This repo contains the code to replicate the analyses in Baker, Larcker, Wang, "How Much Should We Trust Staggered Difference-in-Difference Estimates", forthcoming in the Journal of Financial Economics. The code here replicates the analyses in the January 2022 version of the paper. For those looking for replication files for a prior version (dated March 2021), these can be found at https://github.com/andrewchbaker/DiD_Codes.
Note that I use the package renv
to save a snapshot of the versions of the software that are used in all of the codes. This should make the results fully replicable. To the extent you have any questions try reaching out to Grant McDermott, which is what most of us do when we have any kind of coding/version control questions.
The structure of the repo (codes in the Code
folder) is as follows:
-
1a. Simulations - Save Data.R: this code will pull the data from Compustat, make and winsorize the ROA variable for the simulations, and save a file called simulations_data.rds in a Data folder. Note that it requires a WRDS password and username, which I source from a separate (not included file). You will need to fill in your own username and password.
-
1b. TWFE + binary DiD: This code runs the Monte Carlo simulation as described in the Section 3.1.1. of the paper. It also produces the plots for Figures 1 and 2.
-
1c. Alternative Estimators: This code takes the simulation results from 1b and makes Figure 6, which provides the static DiD results for the alternative event study estimators.
-
1d. Goodman-Bacon Decomp.R: This code produces the Goodman-Bacon decomposition results which feed into Figure 3.
-
1e. Alternative Event Study Estimators.R: This code produces the event study estimates using the alternative DiD estimators, as reported in Figure 7.
-
1f.
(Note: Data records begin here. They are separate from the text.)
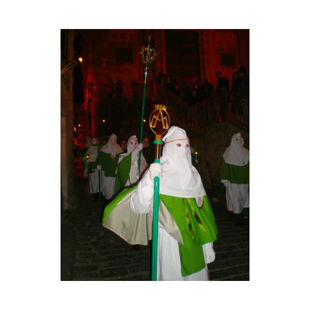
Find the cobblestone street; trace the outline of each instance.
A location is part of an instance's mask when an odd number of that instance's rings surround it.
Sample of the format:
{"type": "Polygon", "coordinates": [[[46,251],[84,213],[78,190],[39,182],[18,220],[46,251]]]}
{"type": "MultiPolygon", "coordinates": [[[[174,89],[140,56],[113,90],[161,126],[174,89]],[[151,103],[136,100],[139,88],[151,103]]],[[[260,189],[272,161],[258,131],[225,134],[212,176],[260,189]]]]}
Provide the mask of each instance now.
{"type": "MultiPolygon", "coordinates": [[[[82,166],[75,167],[80,196],[62,220],[61,280],[150,280],[151,245],[132,247],[102,226],[99,202],[87,193],[82,166]]],[[[224,199],[219,199],[211,201],[218,235],[214,245],[216,260],[208,265],[210,279],[248,281],[249,219],[235,226],[224,199]]]]}

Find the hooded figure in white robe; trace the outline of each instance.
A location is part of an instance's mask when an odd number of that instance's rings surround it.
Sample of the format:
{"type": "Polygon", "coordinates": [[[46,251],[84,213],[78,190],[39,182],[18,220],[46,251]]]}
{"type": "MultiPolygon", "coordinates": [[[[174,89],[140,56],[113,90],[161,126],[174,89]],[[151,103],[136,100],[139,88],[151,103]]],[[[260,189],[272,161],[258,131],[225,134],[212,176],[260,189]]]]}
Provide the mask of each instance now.
{"type": "MultiPolygon", "coordinates": [[[[249,208],[249,153],[244,147],[240,132],[231,137],[230,145],[223,154],[220,178],[226,187],[227,210],[240,215],[249,208]]],[[[235,215],[237,222],[240,215],[235,215]]]]}
{"type": "Polygon", "coordinates": [[[101,167],[101,184],[103,194],[107,200],[114,194],[115,171],[119,155],[123,152],[117,144],[117,136],[112,133],[109,137],[107,144],[101,149],[100,163],[101,167]]]}
{"type": "Polygon", "coordinates": [[[159,177],[157,280],[208,280],[207,264],[215,259],[217,233],[211,206],[185,131],[173,126],[162,140],[160,163],[151,164],[131,196],[131,209],[153,216],[154,180],[159,177]]]}
{"type": "MultiPolygon", "coordinates": [[[[89,173],[90,186],[89,192],[93,194],[99,192],[99,176],[98,169],[97,169],[98,164],[97,161],[98,147],[96,145],[97,144],[97,140],[96,138],[93,139],[92,145],[86,151],[82,161],[84,167],[84,177],[87,177],[89,173]],[[88,159],[87,158],[88,154],[89,155],[88,159]]],[[[100,189],[102,192],[102,186],[100,189]]]]}
{"type": "Polygon", "coordinates": [[[139,153],[144,147],[145,142],[138,143],[136,135],[131,136],[127,141],[127,151],[120,155],[116,170],[115,192],[121,188],[133,185],[143,175],[148,167],[148,163],[141,152],[140,173],[138,169],[139,153]]]}

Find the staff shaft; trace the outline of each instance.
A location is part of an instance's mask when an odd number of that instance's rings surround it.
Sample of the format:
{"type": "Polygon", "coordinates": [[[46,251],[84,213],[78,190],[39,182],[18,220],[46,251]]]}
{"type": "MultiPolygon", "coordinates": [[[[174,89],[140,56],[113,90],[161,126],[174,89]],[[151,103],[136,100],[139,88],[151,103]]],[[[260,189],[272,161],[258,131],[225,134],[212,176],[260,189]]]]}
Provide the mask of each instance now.
{"type": "MultiPolygon", "coordinates": [[[[140,127],[140,139],[139,143],[142,142],[143,137],[143,120],[144,119],[144,107],[145,106],[145,93],[146,92],[146,80],[148,76],[148,71],[144,72],[144,84],[143,84],[143,96],[142,97],[142,112],[141,114],[141,122],[140,127]]],[[[138,171],[140,176],[140,164],[141,162],[141,151],[139,152],[139,158],[138,159],[138,171]]]]}

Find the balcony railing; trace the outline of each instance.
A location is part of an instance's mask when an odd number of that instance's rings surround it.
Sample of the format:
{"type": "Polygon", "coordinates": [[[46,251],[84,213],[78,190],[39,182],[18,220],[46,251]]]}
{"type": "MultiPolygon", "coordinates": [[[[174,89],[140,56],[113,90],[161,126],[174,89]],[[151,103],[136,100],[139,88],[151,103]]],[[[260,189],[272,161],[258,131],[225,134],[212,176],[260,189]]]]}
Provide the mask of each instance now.
{"type": "Polygon", "coordinates": [[[190,105],[179,96],[157,86],[157,96],[193,129],[227,121],[249,129],[249,98],[230,91],[217,93],[190,105]]]}
{"type": "MultiPolygon", "coordinates": [[[[245,130],[249,129],[248,97],[230,91],[223,91],[190,105],[180,96],[160,85],[152,86],[147,87],[147,97],[152,94],[151,90],[153,89],[154,94],[161,103],[168,106],[169,111],[192,129],[226,121],[245,130]]],[[[93,100],[100,103],[121,96],[130,104],[133,98],[142,98],[143,89],[142,83],[96,85],[93,88],[93,100]]]]}

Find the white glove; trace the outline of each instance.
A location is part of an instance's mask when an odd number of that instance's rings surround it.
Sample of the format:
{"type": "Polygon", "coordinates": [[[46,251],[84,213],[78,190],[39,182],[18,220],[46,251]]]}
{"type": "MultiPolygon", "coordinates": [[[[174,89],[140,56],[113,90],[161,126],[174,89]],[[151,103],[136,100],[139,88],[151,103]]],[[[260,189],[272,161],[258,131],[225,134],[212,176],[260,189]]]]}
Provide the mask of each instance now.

Rejections.R - This code produces the results in Figure 4 showing TWFE rejection rates when the true expected ATT is 0.
-
1g. Failures with Event Studies and Heterogeneity.R: This code produces the results in Figure 5, showing how standard TWFE estimates (as commonly implemented) can both fail to pick up true pre-trends in the data, or falsely indicate the presence of pre-trends when they don't exist.
-
2. BLL.R: This code produces the figures and tables for the replication and extension of Beck, Levine, and Levkov (2010) text. Note that the replication data for this paper can be found at https://dataverse.nl/dataset.xhtml?persistentId=hdl:10411/15996.
-
3. FHLT.R: This code produces the figures and tables for some Fauver, Hung, Li, and Taboada (2017) text. Unfortunately the data for this analysis was provided by the authors and cannot be uploaded here.